University of Pennsylvania
The development of a perceptron classifier for Inform, a language for the development of interactive fiction (IF), is described and its effectiveness at a sample task is assessed. The Perform kit consists of Inform libraries and scripts in Perl and Octave that can be used to train a binary classifier, specifically, a perceptron. To demonstrate the perceptron classifier and as a test of its utility, it was trained and implemented to do a "real world" task that is done in an existing piece of interactive fiction. While there remain many practical and conceptual barriers to use of machine learning techniques, this work demonstrates that such approaches can be incorporated into the creations of IF authors and have the potential to contribute to the advancement of the form.

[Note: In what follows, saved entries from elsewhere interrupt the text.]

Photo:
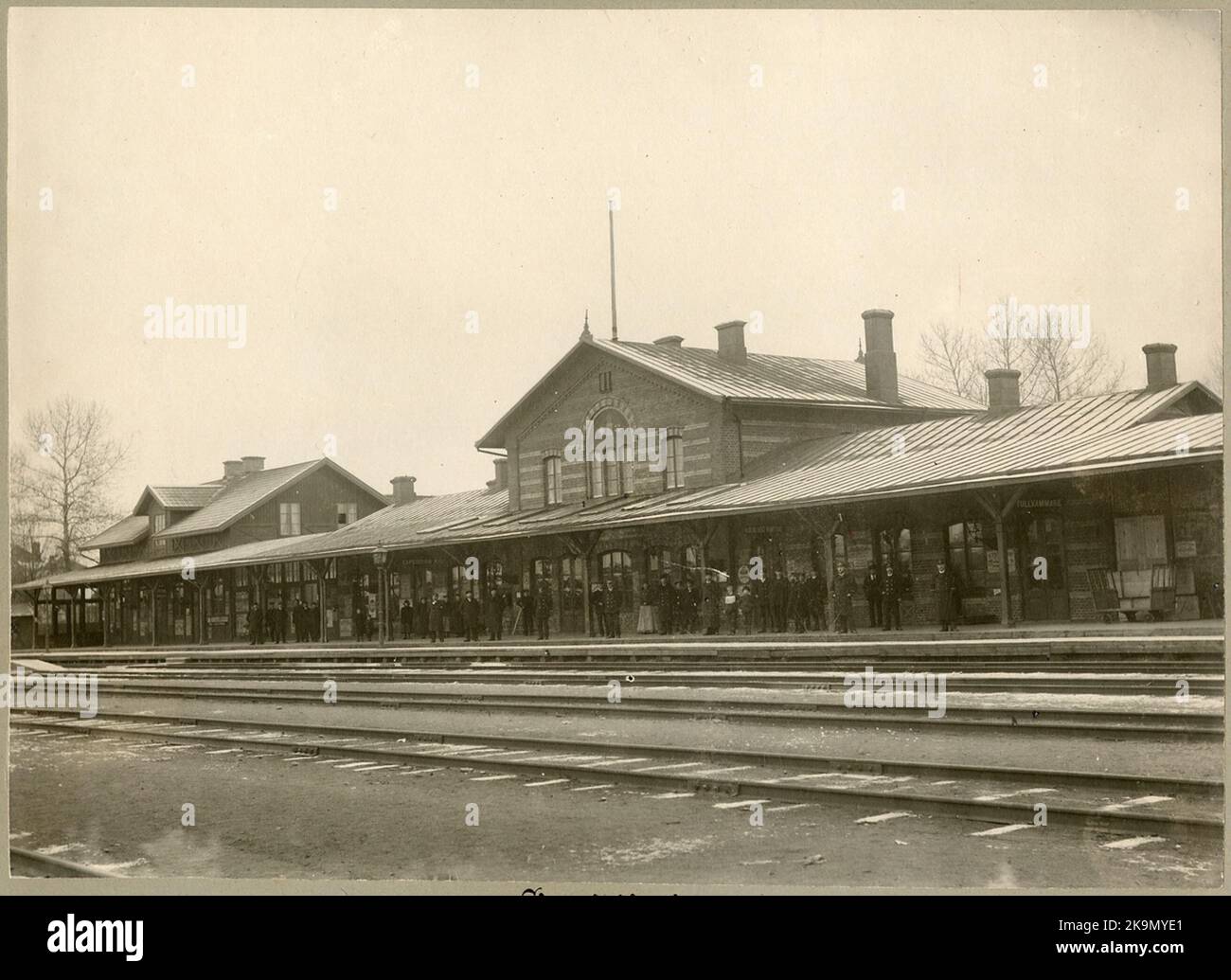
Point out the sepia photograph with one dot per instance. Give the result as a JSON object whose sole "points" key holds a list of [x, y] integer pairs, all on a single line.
{"points": [[530, 451]]}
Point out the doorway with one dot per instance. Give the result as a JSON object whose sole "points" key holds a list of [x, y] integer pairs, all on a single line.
{"points": [[1042, 570]]}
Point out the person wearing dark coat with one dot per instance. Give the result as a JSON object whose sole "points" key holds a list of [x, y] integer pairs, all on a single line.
{"points": [[598, 611], [873, 594], [668, 603], [779, 598], [255, 627], [495, 615], [436, 618], [276, 619], [815, 589], [611, 605], [688, 601], [543, 610], [890, 597], [946, 597], [471, 611], [526, 602], [844, 599]]}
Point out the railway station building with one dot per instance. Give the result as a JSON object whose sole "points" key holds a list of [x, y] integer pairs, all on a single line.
{"points": [[735, 462]]}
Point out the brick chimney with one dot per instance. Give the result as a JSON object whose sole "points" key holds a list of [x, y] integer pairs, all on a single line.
{"points": [[879, 361], [402, 489], [1004, 392], [1160, 365], [730, 341]]}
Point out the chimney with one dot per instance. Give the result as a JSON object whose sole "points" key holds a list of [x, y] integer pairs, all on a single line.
{"points": [[402, 489], [1004, 393], [501, 479], [1160, 365], [879, 361], [730, 341]]}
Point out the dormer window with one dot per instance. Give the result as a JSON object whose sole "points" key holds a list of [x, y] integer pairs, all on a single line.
{"points": [[553, 471], [673, 455]]}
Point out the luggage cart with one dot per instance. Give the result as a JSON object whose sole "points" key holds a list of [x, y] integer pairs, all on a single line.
{"points": [[1104, 587], [1162, 591]]}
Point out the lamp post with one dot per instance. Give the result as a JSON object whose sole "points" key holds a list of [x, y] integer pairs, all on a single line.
{"points": [[381, 558]]}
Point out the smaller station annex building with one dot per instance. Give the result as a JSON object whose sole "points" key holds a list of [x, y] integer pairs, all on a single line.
{"points": [[800, 463]]}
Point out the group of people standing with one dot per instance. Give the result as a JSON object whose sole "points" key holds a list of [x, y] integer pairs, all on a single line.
{"points": [[300, 623]]}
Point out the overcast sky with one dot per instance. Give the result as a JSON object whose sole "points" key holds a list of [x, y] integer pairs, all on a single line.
{"points": [[1037, 154]]}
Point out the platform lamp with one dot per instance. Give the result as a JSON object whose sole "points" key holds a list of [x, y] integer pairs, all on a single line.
{"points": [[381, 558]]}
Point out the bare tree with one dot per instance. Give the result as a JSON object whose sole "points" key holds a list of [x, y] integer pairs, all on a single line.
{"points": [[951, 361], [1063, 371], [62, 474]]}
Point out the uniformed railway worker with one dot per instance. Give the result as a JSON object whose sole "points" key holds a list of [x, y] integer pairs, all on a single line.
{"points": [[844, 598], [543, 608], [946, 597], [612, 599], [436, 619], [890, 594], [872, 593], [471, 611]]}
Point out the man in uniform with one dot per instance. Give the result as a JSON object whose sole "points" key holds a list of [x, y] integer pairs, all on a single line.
{"points": [[471, 611], [495, 614], [891, 608], [844, 598], [872, 593], [611, 608], [668, 605], [946, 596], [543, 608], [598, 611]]}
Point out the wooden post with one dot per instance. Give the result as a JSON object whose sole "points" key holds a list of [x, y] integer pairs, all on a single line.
{"points": [[998, 511]]}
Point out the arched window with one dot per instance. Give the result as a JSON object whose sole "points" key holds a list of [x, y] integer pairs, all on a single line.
{"points": [[552, 480], [673, 454], [607, 466]]}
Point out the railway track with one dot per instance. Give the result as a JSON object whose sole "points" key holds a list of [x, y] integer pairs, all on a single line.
{"points": [[1178, 724], [1164, 685], [1108, 803]]}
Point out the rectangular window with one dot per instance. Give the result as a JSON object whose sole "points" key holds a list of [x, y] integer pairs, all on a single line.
{"points": [[348, 513], [673, 475], [552, 480], [288, 519]]}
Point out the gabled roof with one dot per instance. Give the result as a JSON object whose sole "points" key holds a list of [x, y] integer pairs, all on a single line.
{"points": [[177, 497], [241, 495], [759, 378], [127, 531]]}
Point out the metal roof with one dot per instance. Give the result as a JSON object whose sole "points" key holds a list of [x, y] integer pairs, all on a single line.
{"points": [[1104, 434], [127, 531]]}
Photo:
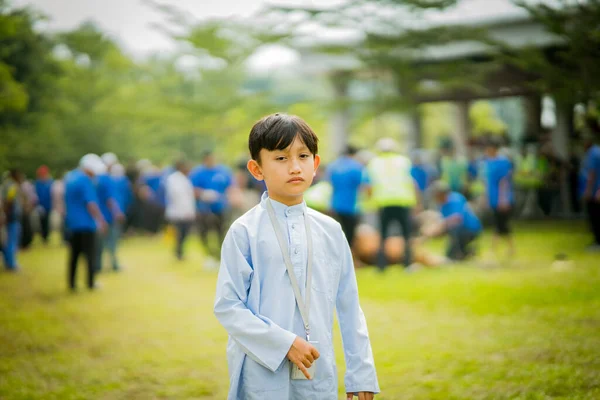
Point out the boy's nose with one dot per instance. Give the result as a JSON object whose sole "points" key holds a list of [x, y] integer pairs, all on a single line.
{"points": [[295, 167]]}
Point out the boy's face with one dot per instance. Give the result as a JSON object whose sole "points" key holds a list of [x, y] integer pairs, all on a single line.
{"points": [[287, 173], [491, 151]]}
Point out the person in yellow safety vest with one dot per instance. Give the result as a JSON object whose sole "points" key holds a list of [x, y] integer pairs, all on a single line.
{"points": [[394, 192]]}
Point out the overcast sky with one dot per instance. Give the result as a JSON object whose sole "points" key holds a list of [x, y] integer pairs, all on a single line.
{"points": [[129, 21]]}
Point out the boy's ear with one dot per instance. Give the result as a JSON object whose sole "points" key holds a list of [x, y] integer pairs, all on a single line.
{"points": [[255, 170], [317, 162]]}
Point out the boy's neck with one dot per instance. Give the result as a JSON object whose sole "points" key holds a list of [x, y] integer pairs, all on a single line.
{"points": [[288, 201]]}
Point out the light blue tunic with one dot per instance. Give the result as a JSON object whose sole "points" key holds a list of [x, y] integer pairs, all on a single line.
{"points": [[256, 305]]}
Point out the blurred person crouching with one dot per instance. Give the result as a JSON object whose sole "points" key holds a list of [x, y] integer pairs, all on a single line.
{"points": [[459, 222], [180, 204], [83, 216]]}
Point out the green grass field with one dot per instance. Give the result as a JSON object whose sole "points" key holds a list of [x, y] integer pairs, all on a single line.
{"points": [[519, 331]]}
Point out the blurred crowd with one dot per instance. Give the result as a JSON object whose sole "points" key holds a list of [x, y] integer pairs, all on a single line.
{"points": [[388, 202]]}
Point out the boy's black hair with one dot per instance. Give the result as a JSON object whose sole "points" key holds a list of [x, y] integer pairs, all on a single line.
{"points": [[277, 132], [351, 150]]}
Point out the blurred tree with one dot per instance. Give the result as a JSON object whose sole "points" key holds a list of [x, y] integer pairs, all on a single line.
{"points": [[569, 71], [27, 75]]}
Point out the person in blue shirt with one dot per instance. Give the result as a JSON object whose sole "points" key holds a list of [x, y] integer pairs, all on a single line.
{"points": [[211, 184], [272, 332], [460, 222], [83, 216], [43, 186], [347, 176], [499, 192], [113, 215], [591, 194]]}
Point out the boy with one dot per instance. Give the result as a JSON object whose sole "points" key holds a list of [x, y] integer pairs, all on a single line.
{"points": [[498, 170], [279, 331]]}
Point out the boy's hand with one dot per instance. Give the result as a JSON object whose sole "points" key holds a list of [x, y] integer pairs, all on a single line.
{"points": [[360, 395], [303, 354]]}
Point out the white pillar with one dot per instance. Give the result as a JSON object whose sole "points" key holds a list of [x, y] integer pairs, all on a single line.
{"points": [[463, 132], [340, 118]]}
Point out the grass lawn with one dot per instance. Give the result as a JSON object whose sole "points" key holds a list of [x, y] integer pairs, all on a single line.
{"points": [[519, 331]]}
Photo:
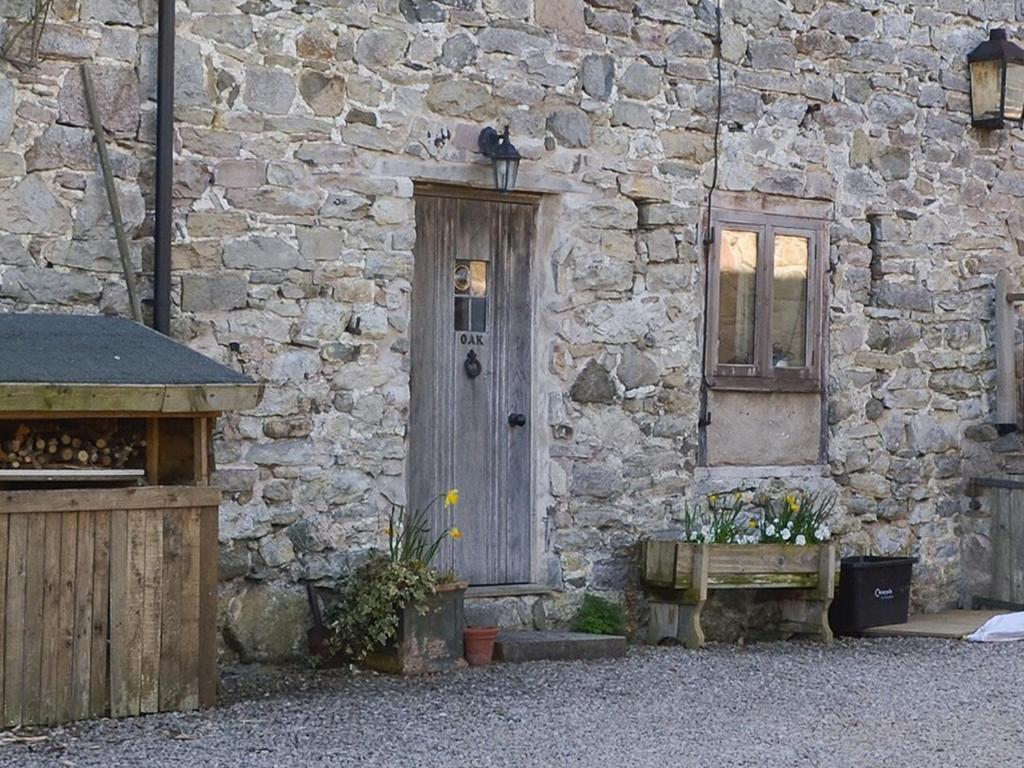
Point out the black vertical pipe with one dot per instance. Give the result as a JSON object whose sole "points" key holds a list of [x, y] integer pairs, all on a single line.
{"points": [[165, 167]]}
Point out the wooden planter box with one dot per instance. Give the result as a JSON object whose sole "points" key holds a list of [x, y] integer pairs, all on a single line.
{"points": [[427, 642], [109, 602], [678, 577]]}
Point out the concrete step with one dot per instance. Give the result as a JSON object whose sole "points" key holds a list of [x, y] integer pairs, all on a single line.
{"points": [[557, 646]]}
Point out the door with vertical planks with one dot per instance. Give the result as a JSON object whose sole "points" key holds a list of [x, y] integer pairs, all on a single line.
{"points": [[471, 345]]}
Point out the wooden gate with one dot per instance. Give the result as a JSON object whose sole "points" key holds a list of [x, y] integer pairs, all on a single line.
{"points": [[108, 602], [1004, 500], [471, 337]]}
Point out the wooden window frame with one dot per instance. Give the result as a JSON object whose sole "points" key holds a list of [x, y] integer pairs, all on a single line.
{"points": [[762, 376]]}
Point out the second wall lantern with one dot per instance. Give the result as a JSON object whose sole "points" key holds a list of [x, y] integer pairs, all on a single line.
{"points": [[504, 157], [996, 83]]}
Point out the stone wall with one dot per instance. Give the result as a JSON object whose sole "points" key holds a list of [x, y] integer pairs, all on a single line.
{"points": [[300, 129]]}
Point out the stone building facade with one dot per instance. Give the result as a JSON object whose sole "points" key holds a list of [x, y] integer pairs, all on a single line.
{"points": [[302, 129]]}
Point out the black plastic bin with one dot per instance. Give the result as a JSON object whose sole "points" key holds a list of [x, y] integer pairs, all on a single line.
{"points": [[871, 592]]}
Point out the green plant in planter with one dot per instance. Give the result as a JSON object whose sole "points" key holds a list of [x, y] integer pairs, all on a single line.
{"points": [[372, 597], [599, 616]]}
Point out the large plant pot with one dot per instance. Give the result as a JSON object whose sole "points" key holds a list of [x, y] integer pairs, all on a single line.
{"points": [[426, 642]]}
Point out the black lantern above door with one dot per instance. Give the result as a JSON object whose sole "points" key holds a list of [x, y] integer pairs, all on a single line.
{"points": [[504, 157], [996, 83]]}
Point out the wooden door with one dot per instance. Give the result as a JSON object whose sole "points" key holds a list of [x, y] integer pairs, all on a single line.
{"points": [[470, 411]]}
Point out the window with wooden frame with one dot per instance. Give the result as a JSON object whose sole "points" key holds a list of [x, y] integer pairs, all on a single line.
{"points": [[766, 300]]}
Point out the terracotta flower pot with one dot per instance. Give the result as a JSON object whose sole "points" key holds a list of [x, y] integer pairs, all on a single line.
{"points": [[479, 642]]}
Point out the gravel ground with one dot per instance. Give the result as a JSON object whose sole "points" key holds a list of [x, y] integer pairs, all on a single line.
{"points": [[863, 702]]}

Interactive fiction authors have innovated in many ways in recent years, but, as work on a recent article (Montfort 2005) led me to realize, artificial intelligence has not been involved in this innovation. A strong case has been made that the development of creative artificial intelligence systems can not only further art and literature, but can also advance artificial intelligence research (Mateas 2001). As I find this idea persuasive, I have undertaken an exploration of how machine learning techniques can be used in interactive fiction developed in Inform. The result is Perform, a library which will hopefully be played with and built upon by others who will use it to construct parts of their interactive fiction programs.
Inform is a flexible, effective language for creating interactive fiction that was developed by Graham Nelson in 1993 (Nelson 2001). Nelson also developed well-crafted libraries for Inform, including a capable parser. The language and libraries have been used to create hundreds of games and interactive literary works, and they have evolved thanks to the contributions of many in the IF community.
The platform for which Inform was originally developed to compile to is the Z-Machine (Nelson 1997). The Z-Machine was developed in 1979 by Joel Berez and Marc Blank of Infocom. It is the first commercial virtual machine, predating the now-popular Java VM by about fifteen years. It was revived as a target platform for non-commercial IF authors in the 1990s. Z-Machine interpreters are available today for literally dozens of platforms, including discontinued older systems, current desktop/laptop operating systems, Web browsers, and PDAs. The Z-Machine system is compact and typical interactive fiction runs quickly in it.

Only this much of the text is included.